Genesis 20:1-5 (translation mine)

And Abraham journeyed from there to the land of Negeb, and dwelt between Kadesh and Shur, settling in Gerar.

2 Now of his wife Sarah Abraham had said, “She is my sister.” Therefore Abimelech, king of Gerar, sending for her, took Sarah for his own wife. 3 But God came to Abimelech in a dream by night, and said to him, “Behold, you shall die on account of the woman you have taken: for she is the wife of a husband already.” 4 Abimelech, therefore, did not approach her, but said, “Lord, would you really kill a nation that is innocent? 5 Did he not say to me, ‘She is my sister?’ She herself said to me, ‘He is my brother.’ In the sincerity of my heart and in the cleanness of my hands did I do this.”


Why did Abimelech conflate his own punishment with that of a whole nation?

  • 1
    and if thou restore her not, know thou that thou shalt surely die, thou, and all that are thine. (verse 7).
    – Nigel J
    Commented Mar 11, 2019 at 4:41
  • Hmm, does this simply mean we are looking at the summarized conversation, where God said this before verse 7? Commented Mar 11, 2019 at 15:25
  • related: hermeneutics.stackexchange.com/questions/34174/…
    – bach
    Commented Apr 10, 2019 at 18:07

1 Answer 1


I can think of two related answers.

  1. Abimelech, as king, viewed himself as the avatar for this country. He understood that if he were punished his whole nation would be punished. Which is why he says in verse 20:9 (speaking to Abraham)

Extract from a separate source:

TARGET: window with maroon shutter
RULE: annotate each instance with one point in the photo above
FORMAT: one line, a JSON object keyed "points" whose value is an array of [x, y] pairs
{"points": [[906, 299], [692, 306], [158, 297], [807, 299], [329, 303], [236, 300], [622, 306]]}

What have you done to us? And what is my sin to you that you should bring upon me and my kingdom a great sin

  1. Abimelech was seeking protection from G-d because of the innocence of his people. Abimelech invoked the righteousness of his nation who would surely suffer if the king and his household were destroyed as a defense to G-d. Destroying Abimelech wouldn't only hurt Abimelech but would harm the entire Philistine nation.